You hear the message “Don’t drink and drive” all the time, but how about “Don’t drink and walk”?
In 2008, nearly 40 per cent of pedestrians killed on Canadian roads were impaired, with two-thirds of them having a blood alcohol concentration more than double the legal limit. In fact, of all the fatally injured pedestrians with alcohol in their systems, fewer than one in five was at or below the legal driving limit of 0.08 blood alcohol concentration (BAC), according to the Canadian Council of Motor Transport Administrators* (CCMTA).
These statistics may actually underestimate the problem of impaired pedestrian fatalities since many fatally injured pedestrians aren’t tested for alcohol. In Canada, for example, of the 365 pedestrians killed on our roads in 2008, 209 of them (or 57.3 per cent of the total) were able to be tested for the presence of alcohol.

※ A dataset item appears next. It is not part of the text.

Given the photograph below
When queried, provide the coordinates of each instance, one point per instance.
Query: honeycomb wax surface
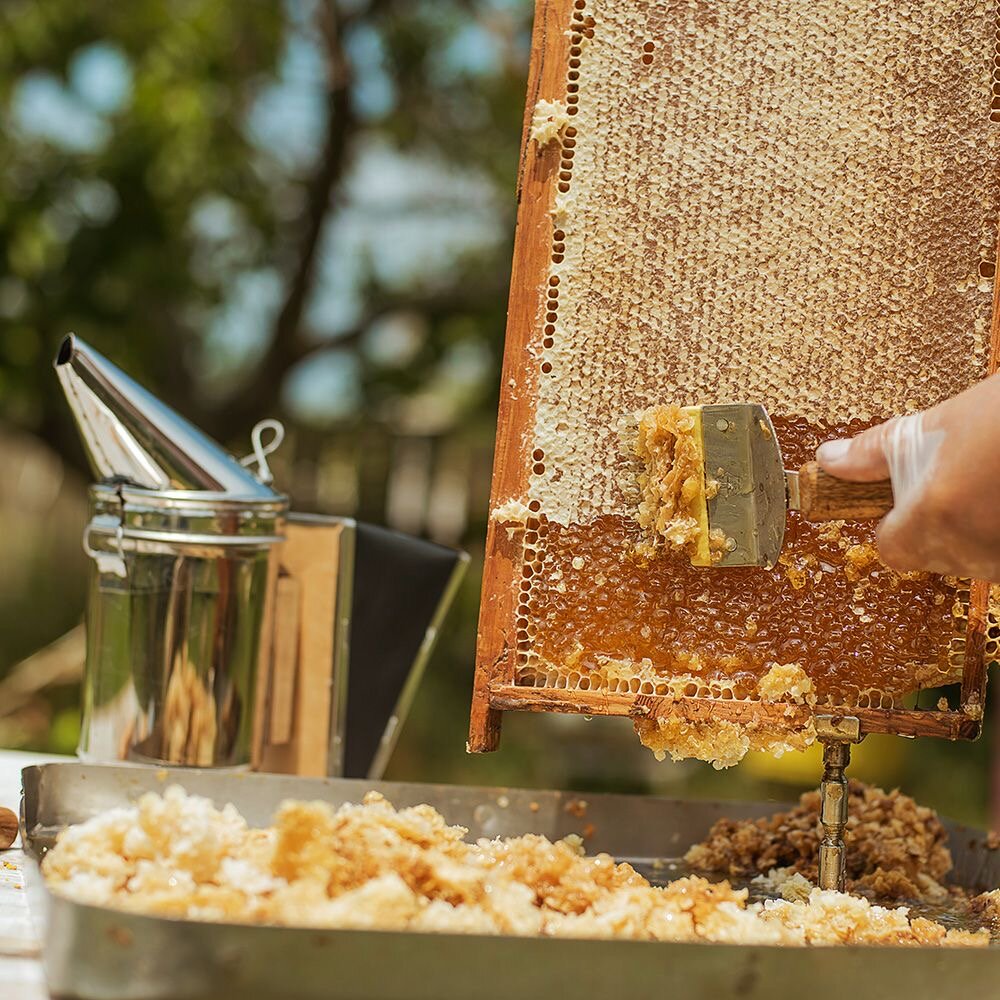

Walking is definitely encouraged, but if you are going to be having a few or more drinks, here is some safety advice:
- Wear brighter clothing so cars are able to see you. By wearing darker clothes you blend into your surroundings, makes it virtually impossible for drivers to see you.
- Pay attention to the cars around you. Be sure that driver’s see you before crossing the street, even if it’s at an intersection.
- Don’t jaywalk; always cross at intersections.
- Stick to the buddy system; don’t walk alone when you are impaired.
- Take a cab, or arrange for another method of transportation if walking home becomes too risky, i.e., you are not able to walk in a straight line.
- Don’t walk in a snowstorm or heavy rainfall. Drivers have a hard enough time seeing, and may not see a pedestrian close to the road.
Drivers should also be aware, especially during nighttime hours, and in areas where restaurants and bars are located. Impaired pedestrians may be unpredictable, and come out between parked cars, or from other unexpected areas.